In the era before mass-merchandising and sweatshops, clothing fell into the occasional purchase category for my new-immigrant family, and my mom sewed many of my sister’s school clothes as well as her own clothes. Ten years after she arrived in the U.S. and pregnant with me, my mom designed and sewed the most stylish maternity clothes I have ever seen. I love the avocado green coat with half-dollar sized black buttons and Peter Pan collar, the chocolate brown mini-dress with white polka dots and a scarfy collar, the white sundress with ladybugs and black piping and little bows at the straps.
The pre-war Victorian fixer-upper house my parents eventually bought had an unfinished third floor that served primarily as a workshop and storage area. There were walls of armoires that contained outgrown clothes and shoes that my mother could not throw away. My friends and I would go up there and dress up in the beautiful taffeta party dresses my mom had made ten or fifteen years earlier and finish the look with intensely pigmented lipstick and eyeshadow. In the pictures, we look like drunk 8-year old bridesmaids.
My mother taught me to sew on the Singer.

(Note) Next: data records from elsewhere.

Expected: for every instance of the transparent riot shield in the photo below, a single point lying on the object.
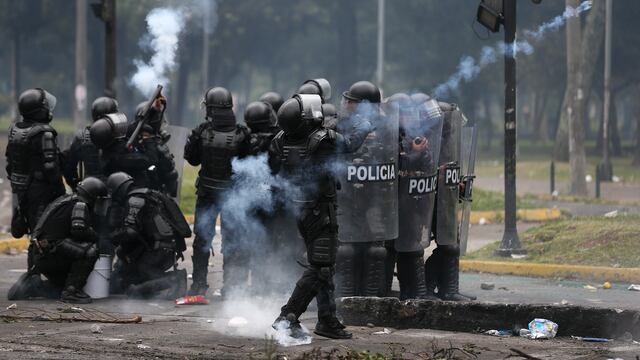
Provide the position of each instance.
(469, 142)
(420, 137)
(446, 228)
(368, 187)
(176, 144)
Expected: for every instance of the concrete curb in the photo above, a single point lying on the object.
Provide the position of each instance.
(527, 215)
(594, 273)
(475, 316)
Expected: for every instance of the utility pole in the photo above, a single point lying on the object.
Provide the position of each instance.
(606, 169)
(206, 24)
(79, 110)
(380, 65)
(510, 241)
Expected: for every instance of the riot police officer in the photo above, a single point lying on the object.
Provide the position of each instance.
(33, 161)
(212, 145)
(162, 174)
(82, 158)
(148, 243)
(300, 153)
(368, 203)
(64, 242)
(442, 268)
(272, 98)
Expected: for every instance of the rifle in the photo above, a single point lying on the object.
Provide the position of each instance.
(143, 116)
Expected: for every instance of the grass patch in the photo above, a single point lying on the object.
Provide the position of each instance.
(596, 241)
(486, 200)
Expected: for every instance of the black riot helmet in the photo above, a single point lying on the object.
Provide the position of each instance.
(102, 106)
(90, 189)
(259, 116)
(119, 184)
(272, 98)
(37, 105)
(363, 91)
(316, 87)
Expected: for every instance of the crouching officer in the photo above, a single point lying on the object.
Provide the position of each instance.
(65, 247)
(149, 242)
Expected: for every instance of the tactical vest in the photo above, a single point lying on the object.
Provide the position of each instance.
(313, 180)
(218, 149)
(89, 155)
(24, 164)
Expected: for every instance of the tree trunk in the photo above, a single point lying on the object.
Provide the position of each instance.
(573, 110)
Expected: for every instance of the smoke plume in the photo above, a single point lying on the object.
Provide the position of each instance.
(164, 26)
(469, 67)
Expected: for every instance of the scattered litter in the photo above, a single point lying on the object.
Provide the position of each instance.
(501, 333)
(542, 329)
(611, 214)
(385, 331)
(192, 300)
(590, 339)
(524, 332)
(237, 322)
(487, 286)
(96, 329)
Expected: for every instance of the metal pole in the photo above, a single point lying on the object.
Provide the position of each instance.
(110, 47)
(607, 171)
(510, 241)
(380, 65)
(206, 24)
(80, 95)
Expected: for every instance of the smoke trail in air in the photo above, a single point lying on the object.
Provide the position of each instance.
(469, 67)
(163, 25)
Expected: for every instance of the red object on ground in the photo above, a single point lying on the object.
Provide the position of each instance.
(192, 300)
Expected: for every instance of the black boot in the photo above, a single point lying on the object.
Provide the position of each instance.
(291, 324)
(200, 269)
(26, 287)
(75, 296)
(332, 328)
(449, 284)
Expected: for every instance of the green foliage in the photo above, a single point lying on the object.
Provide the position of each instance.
(597, 241)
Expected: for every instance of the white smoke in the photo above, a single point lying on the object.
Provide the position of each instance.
(164, 26)
(469, 67)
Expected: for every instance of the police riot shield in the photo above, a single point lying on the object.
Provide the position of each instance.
(176, 145)
(367, 178)
(469, 142)
(420, 137)
(447, 193)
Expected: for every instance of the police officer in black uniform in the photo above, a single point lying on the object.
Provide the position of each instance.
(64, 242)
(82, 158)
(33, 162)
(300, 153)
(212, 145)
(149, 242)
(162, 174)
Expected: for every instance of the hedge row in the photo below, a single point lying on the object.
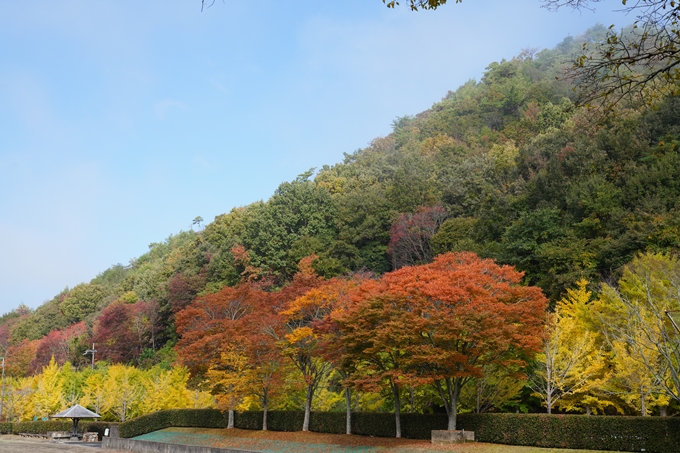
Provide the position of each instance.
(650, 434)
(188, 418)
(45, 426)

She taught me to sew twice: the first time when I was twelve and decided I wanted to make my sister an apron to wear in the kitchen of the little townhouse she would move into after her wedding and the second time when I was about thirty and had decided that a properly craft-obsessed person needed know how to sew. The second time, it was like the fog had lifted and I got it, and the rich tradition of almost-finished projects and regular visits to the fabric outlet was born.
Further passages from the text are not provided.